The Sea Shepherd Conservation Society will not be getting much rest after the Japanese whaling season as it announced it is heading to the Mediterranean to oppose the illegal operations of Bluefin tuna poachers.

Both Sea Shepherd ships, the Steve Irwin and the Bob Barker, will head for the Mediterranean from the Southern Ocean. The organisation said this is a crucial year in the battle to save the species, adding that it will not cave in to threats and violence from the fishermen.

The organisation has a long-standing campaign against Japanese whaling, a saga at the centre of Animal Planet's Whale Wars series.

Announcing their venture into the Mediterranean, the organisation's founder and president, Captain Paul Watson, said: "We need to bring to the attention of the international public that one of the most unique fish species in the world, the Bluefin tuna, is on the brink of extinction due to the illegal fisheries driven by Japan's insatiable demand for this expensive fish."

Two weeks ago a single Bluefin tuna sold to Japan fetched $177,000 (€125,230). As the fish becomes rarer, the prices paid for it will become higher.

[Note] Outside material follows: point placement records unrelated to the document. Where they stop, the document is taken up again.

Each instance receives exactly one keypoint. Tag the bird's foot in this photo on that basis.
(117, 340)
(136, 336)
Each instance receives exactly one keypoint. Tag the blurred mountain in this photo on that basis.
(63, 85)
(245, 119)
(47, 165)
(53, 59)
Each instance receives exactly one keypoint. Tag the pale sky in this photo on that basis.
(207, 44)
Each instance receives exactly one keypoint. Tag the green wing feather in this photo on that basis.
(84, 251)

"This is the economics and politics of extinction," the organisation said, insisting that corruption, and the rising market value of the Bluefin was preventing any real conservation efforts.

The Sea Shepherd said its campaigns against Japanese whalers equipped it with the experience and resolve to tackle the violence of poachers. "We may lose a ship, but the loss of a ship is preferable to the loss of the Bluefin as a species. Ships are expendable, species are not," Captain Watson said.

While it is unlikely the group will come into contact with Maltese vessels, any success for the organisation will affect local trade. While Malta's fleet is small compared with other Mediterranean countries, thousands of tuna are brought to Malta in cages by foreign fishermen to be fattened and exported.

Last year, Malta exported €86.3 million worth of Bluefin tuna in 11 months, according to figures released in Parliament. A report produced by the Federation of Maltese Aquaculture Producers (FMAP) states that the industry has doubled its turnover over the two-year period to 2007. Tuna is now the third most exported commodity, according to the federation.

Last September, the European Commission recommended that the EU should support a temporary suspension of the global trade of Bluefin tuna.

But the recommended ban was shot down by Greece, Cyprus, Malta, Spain, France and Italy - all countries with a stake in the trade.

Conservationists are now hoping for a better result at the Convention on International Trade in Endangered Species (Cites) to be held in March. The EU has to take a common position on whether Bluefin tuna should be included on an international list of hundreds of endangered species that require protection.

But the EU's stand is not yet clear because Stavros Dimas, the environment commissioner who favours a temporary ban, is at loggerheads with Joe Borg, the fisheries commissioner, who opposes it.

Last Tuesday, Malta came under fire in the London Times, which said Dr Borg was protecting the country's interest to the detriment of the species.

Dr Borg believes new measures introduced last November are enough to protect the species, a view not shared by the Greek Commissioner. Neither of the commissioners has signalled any willingness to compromise and, so far, the Commission's president, José Manuel Barroso, has preferred to leave the two commissioners to sort it out between themselves.